Stereotaxic injections and histology
Request a detailed protocolMice were anaesthetized using isoflurane and prepared for aseptic surgery in a stereotaxic frame (David Kopf Instruments). A retrogradely transported Adeno Associated Virus (rAAV-retro-CAG-H2B-GFP, Tervo et al., 2016) was injected stereotaxically into multiple sites of piriform cortex (PCx) and anterior olfactory nucleus (AON). The following coordinates, based on the Paxinos and Franklin Mouse Brain Atlas, were used: Coordinates (AP/ML/DV) in mm for PCx injections: (1) −0.63/−4.05/−4.10, (2) −0.8/−4.00/−4.10. For AON injections: (1) 2.8/1.25/2.26 and 2.6, (2) 2.68/1.25/2.3 and 2.75, and (3) 2.34/0.7/3.5. Using a micromanipulator, a pulled glass micropipette was slowly lowered into the brain and left in place for 30 s before the virus was dispensed from the micropipette using a Nanoject injector (Drummond Scientific) at a rate of 46 nl/min (0.3 μl for PCx and 0.2 μl for AON per injection site). The micropipette was left in place for an additional 5 min before being slowly withdrawn to minimize diffusion along the injection tract. Craniotomies were covered with silicone sealant (WPI), and the skin was sutured. Mice were provided with 5 mg/kg Carprofen in their drinking water for 2 days following surgery.
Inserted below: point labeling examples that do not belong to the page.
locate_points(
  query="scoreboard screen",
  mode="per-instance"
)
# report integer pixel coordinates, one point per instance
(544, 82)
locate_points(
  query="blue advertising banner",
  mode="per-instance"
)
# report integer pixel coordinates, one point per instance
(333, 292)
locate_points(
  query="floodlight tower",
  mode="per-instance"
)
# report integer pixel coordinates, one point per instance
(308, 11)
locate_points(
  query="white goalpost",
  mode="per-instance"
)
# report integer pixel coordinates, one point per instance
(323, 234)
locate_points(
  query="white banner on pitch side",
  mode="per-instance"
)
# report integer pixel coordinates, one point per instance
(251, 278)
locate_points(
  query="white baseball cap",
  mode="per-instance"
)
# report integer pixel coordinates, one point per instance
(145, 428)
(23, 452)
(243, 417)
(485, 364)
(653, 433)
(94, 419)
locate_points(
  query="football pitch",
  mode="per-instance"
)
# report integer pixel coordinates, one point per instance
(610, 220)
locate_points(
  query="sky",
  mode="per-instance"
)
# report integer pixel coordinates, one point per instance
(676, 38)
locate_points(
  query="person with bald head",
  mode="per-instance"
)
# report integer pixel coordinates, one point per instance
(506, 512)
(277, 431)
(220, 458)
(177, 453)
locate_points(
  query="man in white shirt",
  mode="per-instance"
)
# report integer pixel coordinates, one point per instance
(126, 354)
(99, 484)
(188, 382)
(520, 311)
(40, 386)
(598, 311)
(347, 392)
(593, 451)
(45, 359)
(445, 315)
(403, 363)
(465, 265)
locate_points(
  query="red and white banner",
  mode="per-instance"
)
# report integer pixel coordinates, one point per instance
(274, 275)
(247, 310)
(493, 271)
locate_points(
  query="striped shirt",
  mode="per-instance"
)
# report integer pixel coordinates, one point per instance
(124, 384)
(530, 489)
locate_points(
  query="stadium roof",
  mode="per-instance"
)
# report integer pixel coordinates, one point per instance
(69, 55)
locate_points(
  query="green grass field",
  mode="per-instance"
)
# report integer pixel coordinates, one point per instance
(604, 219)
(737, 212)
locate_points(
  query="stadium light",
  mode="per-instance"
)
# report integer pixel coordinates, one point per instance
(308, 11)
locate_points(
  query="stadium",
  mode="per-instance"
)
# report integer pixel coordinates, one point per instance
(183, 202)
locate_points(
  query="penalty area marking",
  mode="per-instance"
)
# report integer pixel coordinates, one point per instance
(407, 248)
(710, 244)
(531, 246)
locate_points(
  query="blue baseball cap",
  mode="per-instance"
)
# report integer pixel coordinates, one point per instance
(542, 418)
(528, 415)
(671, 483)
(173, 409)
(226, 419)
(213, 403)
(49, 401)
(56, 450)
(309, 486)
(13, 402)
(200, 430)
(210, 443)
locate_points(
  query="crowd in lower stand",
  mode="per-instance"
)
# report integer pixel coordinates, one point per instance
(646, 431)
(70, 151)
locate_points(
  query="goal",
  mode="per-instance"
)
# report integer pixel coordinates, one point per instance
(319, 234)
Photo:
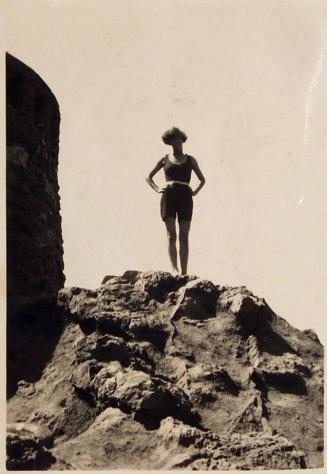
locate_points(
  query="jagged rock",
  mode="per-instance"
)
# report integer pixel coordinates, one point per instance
(158, 372)
(190, 448)
(27, 445)
(34, 239)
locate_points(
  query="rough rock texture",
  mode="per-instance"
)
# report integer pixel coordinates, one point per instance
(153, 371)
(34, 241)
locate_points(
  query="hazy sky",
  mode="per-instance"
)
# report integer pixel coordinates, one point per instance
(246, 80)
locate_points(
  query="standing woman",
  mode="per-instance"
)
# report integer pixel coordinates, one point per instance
(177, 195)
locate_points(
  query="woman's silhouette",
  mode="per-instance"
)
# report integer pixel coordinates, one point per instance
(177, 195)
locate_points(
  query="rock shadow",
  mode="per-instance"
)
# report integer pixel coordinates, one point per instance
(32, 336)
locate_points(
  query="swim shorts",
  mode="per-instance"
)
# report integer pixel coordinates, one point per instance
(177, 200)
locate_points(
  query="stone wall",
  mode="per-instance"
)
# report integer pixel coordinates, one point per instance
(34, 240)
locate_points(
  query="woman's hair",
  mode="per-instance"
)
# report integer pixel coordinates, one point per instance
(174, 132)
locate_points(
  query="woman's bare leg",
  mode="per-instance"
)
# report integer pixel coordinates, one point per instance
(172, 251)
(184, 229)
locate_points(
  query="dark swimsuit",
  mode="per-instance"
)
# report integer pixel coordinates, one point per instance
(177, 199)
Histology was used to validate viral targeting of olfactory bulb projection neurons. Mice were deeply anaesthetized with 2.5% of 250 mg/kg Avertin and transcardially perfused with 10 ml of ice-cold phosphate-buffered saline (PBS) followed by 10 ml of 4% paraformaldehyde (PFA). Brains were dissected and post-fixed for 5 hr in 4% PFA at 4°C. Coronal sections (100 µm thick) were prepared using a vibrating-blade Leica VT100S Vibratome. Sections were rinsed in PBS and incubated in PBS/0.1% Triton X-100 and Neurotrace counterstain (1:1000, ThermoFisher) at 4°C overnight, then mounted on SuperFrost Premium microscope slides (Fisher, cat# 12-544-7) in Fluorescent Vectashield Mounting Medium (Vector). Images were acquired at 20× using a Nikon A1R-HD confocal microscope. While this injection strategy cannot fully exclude labeling of axons of passage (e.g. axons passing through AON), these are unlikely to constitute a significant sub-population of labeled neurons as, e.g., we identified exclusively PCx projecting cell types as well.
Single-nuclei isolation, FANS, and RNA extraction
Request a detailed protocolTo isolate GFP-labeled nuclei, 10 individual biological replicates were used. For bulk RNA deep sequencing: three replicates of AON-injected mice and three replicates of PCx-injected mice (all females, AON1 = 7 w, AON2 = 6w, AON3 = 8w, PCx1 = 7w, PCx2 = 6w, PCx3 = 7w); for single-nucleus RNA sequencing (sn-R1/R2/R3 dataset): three replicates of AON- and PCx-injected mice (all males, 7 w); for validating the simulation results using single-nucleus RNA sequencing (sn-PCx dataset): 1 PCx-injected mouse (female, 11 w). Mice were deeply anaesthetized with an overdose of ketamine/xylazine and transcardially perfused with ice-cold PBS. Both hemispheres of the olfactory bulb were dissected, and the hemisphere ipsilateral to the injection site was carefully separated from the contralateral hemisphere. Both hemispheres were minced separately and placed into two different tubes. To dissociate single nuclei, Nuclei PURE Prep was used according to the manufacturer instructions (Sigma, cat# NUC201-1KT) with some modifications. The minced tissue was gently homogenized in 2.75 ml Nuclei PURE Lysis Buffer and 27.5 μl 10% Triton X-100 using an ice-cold dounce and pestle, and filtered two times through a 40 μm cell strainer on ice. After centrifuging at 500 rpm for 5 min at 4°C, the supernatant was aspirated and gently resuspended in 500 μl of cold buffer (1× of cold Hanks’ Balanced Salt Solution HBSS, 1% nuclease-free BSA, 22.5 μl of RNasin Plus [Promega N2611] and 1/2000 DRAQ5). The remaining PBS-perfused brain of the PCx-injected mouse (for sn-PCx dataset) was post-fixed 5 hr in 4% PFA at 4°C and used for histology validation of the injection points.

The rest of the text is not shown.